Die Spitze der UBS sinniert über einen grünen Kapitalmarkt – doch erneut kommen Fonds der Grossbank bei Nachhaltigkeits-Experten schlecht weg. Greenwashing ist inzwischen mehr als nur ein Schimpfwort.
Geht es nach Axel Weber, ist die Zukunft des europäischen Banking grün. An einem Forum in Österreich forderte der UBS-Präsident, Europa solle eine auf Nachhaltigkeit fokussierte Kapitalmarkt-Union bauen. Damit könnte die Region nicht nur den Vorsprung auf diesem Gebiet nutzen, sondern im Finanzwesen auch einen Gegenpol zur übermächtigen Wall Street stellen, so die Hoffnung des Grossbankers.
Hunderte Milliarden untersucht
Doch noch hat die Branche hierzu einige Hausaufgaben zu machen, wie eine neue Studie der Londoner NGO Influence Map nahelegt. Die in der Szene gut beachtete Organisation schaut der mittlerweile 35’000-Milliarden-Dollar schweren Nachhaltigen Finanz regelmässig auf die Finger; jüngst untersuchte sie 723 Aktienfonds mit insgesamt über 330 Milliarden Dollar Vermögen, die nach Kriterien des Klimaschutzes oder mit Rücksicht auf Umwelt, Gesellschaft und gute Unternehmensführung (ESG) investieren.

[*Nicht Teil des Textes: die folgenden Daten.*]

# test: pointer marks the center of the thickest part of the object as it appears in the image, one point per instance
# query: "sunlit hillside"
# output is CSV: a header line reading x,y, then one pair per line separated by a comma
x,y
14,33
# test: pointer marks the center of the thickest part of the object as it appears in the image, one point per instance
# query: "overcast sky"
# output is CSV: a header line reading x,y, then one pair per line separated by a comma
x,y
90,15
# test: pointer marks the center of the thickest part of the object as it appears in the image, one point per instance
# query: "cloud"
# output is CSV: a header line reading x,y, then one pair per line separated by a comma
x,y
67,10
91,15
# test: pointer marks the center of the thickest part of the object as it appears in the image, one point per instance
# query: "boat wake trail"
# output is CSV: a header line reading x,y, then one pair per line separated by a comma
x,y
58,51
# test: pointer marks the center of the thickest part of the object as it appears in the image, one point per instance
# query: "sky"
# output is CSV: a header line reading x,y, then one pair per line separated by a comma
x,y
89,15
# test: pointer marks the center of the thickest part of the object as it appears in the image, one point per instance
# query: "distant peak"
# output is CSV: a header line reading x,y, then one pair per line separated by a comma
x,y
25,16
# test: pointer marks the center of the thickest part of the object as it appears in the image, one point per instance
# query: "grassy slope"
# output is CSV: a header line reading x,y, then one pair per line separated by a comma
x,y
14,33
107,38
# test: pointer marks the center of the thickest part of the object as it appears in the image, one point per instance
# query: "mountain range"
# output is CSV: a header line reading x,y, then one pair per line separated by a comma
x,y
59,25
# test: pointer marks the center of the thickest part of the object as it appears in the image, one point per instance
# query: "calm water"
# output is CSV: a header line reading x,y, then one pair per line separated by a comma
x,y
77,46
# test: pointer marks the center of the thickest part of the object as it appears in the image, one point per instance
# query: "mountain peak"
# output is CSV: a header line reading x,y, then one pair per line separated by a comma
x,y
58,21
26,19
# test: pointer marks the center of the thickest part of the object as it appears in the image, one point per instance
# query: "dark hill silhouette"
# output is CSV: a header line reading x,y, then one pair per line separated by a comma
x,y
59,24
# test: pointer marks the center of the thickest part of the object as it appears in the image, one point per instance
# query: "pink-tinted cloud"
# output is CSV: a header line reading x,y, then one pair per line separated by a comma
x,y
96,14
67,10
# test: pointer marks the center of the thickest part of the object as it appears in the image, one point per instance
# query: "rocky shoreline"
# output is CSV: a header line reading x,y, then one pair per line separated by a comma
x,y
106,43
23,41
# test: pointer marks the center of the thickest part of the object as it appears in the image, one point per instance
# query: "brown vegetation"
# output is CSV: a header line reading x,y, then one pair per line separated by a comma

Auf einer Skala von minus 100 und 100 Prozent bewertete das NGO, wie nahe die Verwaltung der Fonds den im Pariser Abkommen festgelegten Klimazielen – etwa keine CO2-Emissionen mehr bis ins Jahr 2050 – tatsächlich kommt. Zwei Klima-Fonds aus China erhielten dabei die schlechteste Note von minus 42 Prozent. Der Global Climate Aware Fonds der UBS schnitt mit minus 17 Prozent auf dieser Skale ebenfalls nicht berauschend ab.
Dreckschleudern ausschliessen
Auch US-Finanzriesen wie State Street mit dem Fossil Fuel Reserves Free Fonds (minus 28 Prozent in der Wertung) musste sich eine Diskrepanz zwischen Werbung und Wirkung vorwerfen lassen. Generell gelangten die Studienautoren zum Befund, dass viele der untersuchten Aktienfonds nahe an herkömmlichen Indizes investieren und zusätzlich einige bekannte «Dreckschleudern» ausschliessen. Zur Verteidigung der Fondsmanager hielten sie fest, dass weiterhin detaillierte und verbindliche Anlage-Standards als Richtwerte fehlten.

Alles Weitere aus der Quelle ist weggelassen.